Jo and I have at least three reasons that we like the nearby church we attend. For one thing, it is a small church and for another, the pastor lets me preach while he is away on mission trips. But the best reason was illustrated this past Pentecost Sunday. Here’s what happened:
Very predictably our pastor read the Acts chapter 2 story—the Holy Spirit-filled disciples declaring the wonders of God, and being understood by speakers of multiple languages. We then re-enacted this scene. One by one people stood up and read, in their own mother language, a verse telling of a miracle Jesus had performed.
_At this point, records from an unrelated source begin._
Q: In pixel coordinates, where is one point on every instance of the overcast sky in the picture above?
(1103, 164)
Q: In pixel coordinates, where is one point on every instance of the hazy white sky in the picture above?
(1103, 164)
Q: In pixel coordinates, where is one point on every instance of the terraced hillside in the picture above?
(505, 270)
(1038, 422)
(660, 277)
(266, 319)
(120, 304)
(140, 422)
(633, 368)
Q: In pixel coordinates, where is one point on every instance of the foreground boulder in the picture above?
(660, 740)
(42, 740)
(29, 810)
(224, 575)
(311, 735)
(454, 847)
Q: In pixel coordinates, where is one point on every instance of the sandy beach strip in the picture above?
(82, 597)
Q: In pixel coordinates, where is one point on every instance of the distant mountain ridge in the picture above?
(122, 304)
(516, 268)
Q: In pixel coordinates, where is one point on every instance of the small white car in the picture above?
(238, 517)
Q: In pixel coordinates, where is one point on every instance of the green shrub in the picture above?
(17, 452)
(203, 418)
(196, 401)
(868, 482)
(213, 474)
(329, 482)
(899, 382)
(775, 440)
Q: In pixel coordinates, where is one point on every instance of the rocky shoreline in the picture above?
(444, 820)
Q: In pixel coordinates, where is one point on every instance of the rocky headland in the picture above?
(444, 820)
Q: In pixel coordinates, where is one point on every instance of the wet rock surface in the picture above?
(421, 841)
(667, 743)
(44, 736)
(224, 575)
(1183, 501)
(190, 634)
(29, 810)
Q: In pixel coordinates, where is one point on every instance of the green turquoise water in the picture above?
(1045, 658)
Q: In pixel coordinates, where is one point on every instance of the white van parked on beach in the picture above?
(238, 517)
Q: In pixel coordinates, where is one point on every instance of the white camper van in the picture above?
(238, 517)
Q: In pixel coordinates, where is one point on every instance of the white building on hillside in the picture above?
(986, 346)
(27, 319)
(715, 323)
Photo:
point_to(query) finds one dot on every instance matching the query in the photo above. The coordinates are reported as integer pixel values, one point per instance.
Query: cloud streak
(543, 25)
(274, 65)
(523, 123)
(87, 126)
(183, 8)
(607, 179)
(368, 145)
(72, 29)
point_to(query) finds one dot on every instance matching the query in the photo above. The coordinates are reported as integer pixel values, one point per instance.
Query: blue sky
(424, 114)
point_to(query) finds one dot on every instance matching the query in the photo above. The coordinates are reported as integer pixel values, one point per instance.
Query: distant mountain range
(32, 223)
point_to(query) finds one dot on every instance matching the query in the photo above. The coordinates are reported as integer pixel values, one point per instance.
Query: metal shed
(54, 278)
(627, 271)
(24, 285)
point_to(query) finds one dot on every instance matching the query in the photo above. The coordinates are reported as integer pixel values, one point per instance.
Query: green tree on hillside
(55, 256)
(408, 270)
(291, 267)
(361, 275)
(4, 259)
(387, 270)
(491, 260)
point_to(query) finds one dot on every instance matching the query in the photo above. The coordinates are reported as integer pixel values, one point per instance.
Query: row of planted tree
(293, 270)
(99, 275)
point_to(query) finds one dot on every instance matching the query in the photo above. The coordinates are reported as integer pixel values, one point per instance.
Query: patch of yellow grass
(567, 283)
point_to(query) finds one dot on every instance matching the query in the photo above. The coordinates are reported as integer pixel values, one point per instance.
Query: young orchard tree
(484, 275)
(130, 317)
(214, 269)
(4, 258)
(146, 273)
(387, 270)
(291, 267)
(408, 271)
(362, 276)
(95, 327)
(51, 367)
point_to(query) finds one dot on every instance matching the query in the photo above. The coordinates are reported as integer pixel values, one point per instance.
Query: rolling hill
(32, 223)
This was followed immediately by someone reading that verse in English.
A man read in Ukrainian that Jesus turned water into wine. A woman read in Cree that Jesus walked on water. I heard Arabic from the Middle East, Tagalog, Cebuano and Pampango from the Philippines, Yoruba from Nigeria, Portuguese from West Africa, and I read from my Dutch Bible. That was nine languages. To make it up to an even dozen, Jo read a passage in Canela, a teenager read in Spanish, and the pastor in Greek.
Only these last three languages were learned as second language. This congregation of only fifty people is enriched by nine different languages and cultures. Such a variety! Jo and I need this diversity of ideas, cultures and customs. How else can we grow? We are constantly being challenged to rethink the way we live. We need this, and enjoy it.
A Story from Brazil
The challenge in Brazil was similar. We not only worked with Portuguese speaking Brazilians and Canela speaking indigenous people, but our co-workers on the centre were British, Swiss, German, and American, and our next door neighbour was Canadian born Japanese. When on the mission centre, we attended a Japanese-Brazilian mission church. Our three daughters were baptized there in a tri-lingual service, English, Portuguese and Japanese. Oh, the diversity! What a joy to learn to work together with people from all these different cultures!
My Shocking Question
But the diversity didn’t stop there. The first week we arrived on the mission centre, I was asked to lead the Sunday night prayer service, and to introduce my family to the rest of the missionaries there. I did so and then asked the attendees to tell us their name, where they were from, and what their ministry work was. If I had stopped there all would have been well. But no, as an ex-pastor I had to satisfy my curiosity, and so I added, “Oh, and tell us what denomination you are.”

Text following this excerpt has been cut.